If you are planning on buying a small business, you’ll be making a lot of new connections. A move like this can net you new assets, new employees and a new income stream. All of these are beneficial in theory. However, purchasing a small business is a big step that often entails taking on significant risk. Here are five steps you must follow to limit that risk and avoid buyer’s remorse.
1. Pick the Right Business for You
While some might consider this obvious advice, you’d be surprised how many people buy small businesses solely based on top-level financial considerations. Just because a company operates with a high profit margin, for example, doesn’t mean it’s necessarily the right business for you. Can you maintain your interest in running this type of business for the long term? If not, you may not have the motivation to really give this business the attention and care it deserves. If you’re managing a business within an industry that interests you personally, you’ll likely expand faster, engage with your customers better and make fewer mistakes. Be realistic about your management abilities, and don’t overextend yourself. If you’re used to managing three or four people, you might not have the skills to manage a crew of dozens. Even if you were born with immense management talent, it takes time and experience to truly learn any skill. You can be ambitious without setting yourself up for failure.

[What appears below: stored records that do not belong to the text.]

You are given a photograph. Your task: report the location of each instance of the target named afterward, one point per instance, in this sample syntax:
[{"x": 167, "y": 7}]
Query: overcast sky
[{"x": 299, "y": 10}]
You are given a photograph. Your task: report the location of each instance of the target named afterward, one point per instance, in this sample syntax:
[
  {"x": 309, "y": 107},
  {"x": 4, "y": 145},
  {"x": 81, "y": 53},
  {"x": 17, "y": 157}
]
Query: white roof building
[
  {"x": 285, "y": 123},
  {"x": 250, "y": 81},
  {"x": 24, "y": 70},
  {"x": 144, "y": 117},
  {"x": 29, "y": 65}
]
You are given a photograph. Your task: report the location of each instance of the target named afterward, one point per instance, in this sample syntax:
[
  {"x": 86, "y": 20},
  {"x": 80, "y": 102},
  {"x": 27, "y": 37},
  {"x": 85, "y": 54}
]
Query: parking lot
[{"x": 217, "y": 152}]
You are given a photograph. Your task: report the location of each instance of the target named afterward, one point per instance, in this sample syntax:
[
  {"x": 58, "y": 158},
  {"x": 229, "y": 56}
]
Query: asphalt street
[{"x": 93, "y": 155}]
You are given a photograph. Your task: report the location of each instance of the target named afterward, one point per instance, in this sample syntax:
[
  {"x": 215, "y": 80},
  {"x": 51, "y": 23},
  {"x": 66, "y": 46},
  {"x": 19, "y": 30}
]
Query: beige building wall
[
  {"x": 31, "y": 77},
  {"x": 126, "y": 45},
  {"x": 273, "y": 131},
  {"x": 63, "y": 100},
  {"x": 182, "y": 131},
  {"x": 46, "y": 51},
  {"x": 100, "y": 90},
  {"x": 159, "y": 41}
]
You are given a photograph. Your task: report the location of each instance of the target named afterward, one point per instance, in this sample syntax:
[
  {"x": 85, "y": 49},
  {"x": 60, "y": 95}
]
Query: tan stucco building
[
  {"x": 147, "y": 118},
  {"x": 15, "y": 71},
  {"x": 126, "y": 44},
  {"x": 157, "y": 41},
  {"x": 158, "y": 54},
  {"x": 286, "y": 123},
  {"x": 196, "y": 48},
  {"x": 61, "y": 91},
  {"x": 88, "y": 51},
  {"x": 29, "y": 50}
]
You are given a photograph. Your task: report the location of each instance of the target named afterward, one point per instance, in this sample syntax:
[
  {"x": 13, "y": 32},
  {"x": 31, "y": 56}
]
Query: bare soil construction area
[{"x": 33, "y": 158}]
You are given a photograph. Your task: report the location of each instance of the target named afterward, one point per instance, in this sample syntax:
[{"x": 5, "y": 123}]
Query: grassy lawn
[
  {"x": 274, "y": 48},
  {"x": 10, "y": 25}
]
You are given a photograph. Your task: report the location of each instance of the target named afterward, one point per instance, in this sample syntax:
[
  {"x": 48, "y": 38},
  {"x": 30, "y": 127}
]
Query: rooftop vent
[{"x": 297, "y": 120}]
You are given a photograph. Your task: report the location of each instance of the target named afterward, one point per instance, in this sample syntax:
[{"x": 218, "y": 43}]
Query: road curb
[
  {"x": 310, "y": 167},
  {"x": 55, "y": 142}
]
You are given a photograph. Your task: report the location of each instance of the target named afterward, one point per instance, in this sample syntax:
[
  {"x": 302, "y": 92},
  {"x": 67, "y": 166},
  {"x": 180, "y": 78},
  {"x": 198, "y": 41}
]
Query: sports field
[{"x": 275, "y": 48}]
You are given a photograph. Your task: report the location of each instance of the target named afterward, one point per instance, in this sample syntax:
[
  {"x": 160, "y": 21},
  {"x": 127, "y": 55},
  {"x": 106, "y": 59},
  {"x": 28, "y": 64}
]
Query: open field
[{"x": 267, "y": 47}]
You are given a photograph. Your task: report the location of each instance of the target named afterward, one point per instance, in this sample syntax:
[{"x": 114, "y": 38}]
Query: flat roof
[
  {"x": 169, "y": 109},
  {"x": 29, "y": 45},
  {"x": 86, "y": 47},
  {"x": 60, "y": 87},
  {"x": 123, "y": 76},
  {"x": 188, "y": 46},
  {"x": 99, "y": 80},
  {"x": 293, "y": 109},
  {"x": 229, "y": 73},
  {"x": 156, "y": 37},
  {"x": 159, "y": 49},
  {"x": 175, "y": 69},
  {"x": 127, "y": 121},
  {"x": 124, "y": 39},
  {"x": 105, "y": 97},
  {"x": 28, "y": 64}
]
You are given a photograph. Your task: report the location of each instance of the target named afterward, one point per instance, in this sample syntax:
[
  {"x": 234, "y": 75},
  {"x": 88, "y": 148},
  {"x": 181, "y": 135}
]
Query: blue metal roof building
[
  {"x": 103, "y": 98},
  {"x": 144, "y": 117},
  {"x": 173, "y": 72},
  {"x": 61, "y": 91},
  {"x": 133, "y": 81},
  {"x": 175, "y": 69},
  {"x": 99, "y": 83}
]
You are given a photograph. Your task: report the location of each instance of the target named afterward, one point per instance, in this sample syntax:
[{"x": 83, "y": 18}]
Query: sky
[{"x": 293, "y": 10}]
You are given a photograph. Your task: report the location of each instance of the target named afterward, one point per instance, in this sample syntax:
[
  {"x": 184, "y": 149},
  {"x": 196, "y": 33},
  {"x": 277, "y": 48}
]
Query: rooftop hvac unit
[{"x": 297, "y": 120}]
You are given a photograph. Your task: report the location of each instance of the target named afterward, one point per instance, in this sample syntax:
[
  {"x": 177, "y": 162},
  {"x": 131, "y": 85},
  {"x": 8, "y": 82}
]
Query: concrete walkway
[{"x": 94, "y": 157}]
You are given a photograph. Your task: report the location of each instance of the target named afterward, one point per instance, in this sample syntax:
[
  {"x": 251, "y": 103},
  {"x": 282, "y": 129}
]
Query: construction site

2. Put Together a Team of Experienced Professionals
Once you’ve picked your industry and the business size you’re suited for, you’ll need to put together a team to help you narrow down your choices further. Your team will consist of professionals who can help you make sense of the voluminous paperwork you’ll receive from each potential seller. Attorneys, bankers and accountants are all great candidates for this team. These individuals can help you accurately estimate what a business is worth, which is generally less than the seller’s initial asking price. A business broker can also prove helpful for filtering out businesses that don’t deserve your consideration. Still, you should be careful when choosing a broker. The broker doesn’t get paid until you purchase a business, so some brokers might pressure you to sign on the dotted line prematurely. Realize that it can take years to find a company that matches all of your criteria. Patience is a must if you want to avoid making a buying decision you’ll regret for the rest of your life.
Note that when and if you do succeed in buying a business, you’ll want to make sure cyber security is a high priority for all senior leaders. To learn more about cyber readiness, check out Hiscox’s Cyber Readiness Report 2017.
3. Buy a Company With a Great Reputation and a Solid Future
When you’re initially meeting a seller, don’t take everything you hear at face value. However personable and accommodating the seller might seem, there’s no denying that you and the seller have different prevailing interests. As part of your due diligence, acquire a credit report for all individual owners and for the company as a whole. Speak with customers and suppliers directly to gauge the company’s real-world reputation. Does the company you hope to acquire have business insurance? If not, this might be a warning sign that the current owners tend to cut corners. They might also cut corners when it comes to disclosing vital information you need to make an informed decision.
In some cases, excellent past performance might not be enough to assure you that a particular business is a good investment. For example, emerging political or macroeconomic trends can create uncertainty around heretofore successful industries. In cases such as these, you can protect yourself by insisting on performance criteria for sale closure. In this type of arrangement, the business has to meet specified performance goals within a predetermined trial period. If the company performs as hoped, you’ll have the confidence to move forward with your investment.
4. Avoid Shortcuts When It Comes to Due Diligence
Before buying any business, have the owner provide past financial statements and projected future statements, which are known as “pro forma” statements. This is where your accountant can provide crucial assistance by identifying errors or questionable numbers. Don’t commit until all of your questions are answered completely. Dig deep and make sure you receive complete and accurate information about all prospects.
5. Negotiate the Buying Price From a Position of Strength
Once you’ve determined the business you’re sure you want to buy, you must negotiate from a strong position. Setting the conditions for a great buying price starts long before you sit down with the seller for a face-to-face negotiation. One way to negotiate from a position of strength is to find a seller with distressed finances and a strong incentive to sell sooner rather than later. Put the word out that you’re looking for this exact type of seller. Networking is key for this step, and so is patience. It’s ideal if you can network with financial professionals, most of whom have a few clients who fit this bill. While it’s not ethical for financial professionals to give you specifics about any of their clients, they can certainly put clients in touch with potential buyers. Though much of the buying process involves following mechanistic patterns, negotiating the final buying price requires imagination and perhaps even a bit of showmanship. As with any kind of negotiation, you don’t want to look too eager to close the deal. Even if you feel desperate to finalize the sale, you’ll want the seller to think that walking away is still an option for you. Be honest with yourself when assessing your ability to “stay in character.” If you don’t think you can manage it, consider using a surrogate. Better yet, you can just broaden your list of finalists and genuinely lose any unhelpful attachments. Finally, confidence is important for any negotiation. You can gain confidence by practicing beforehand what you’ll say and how you’ll respond.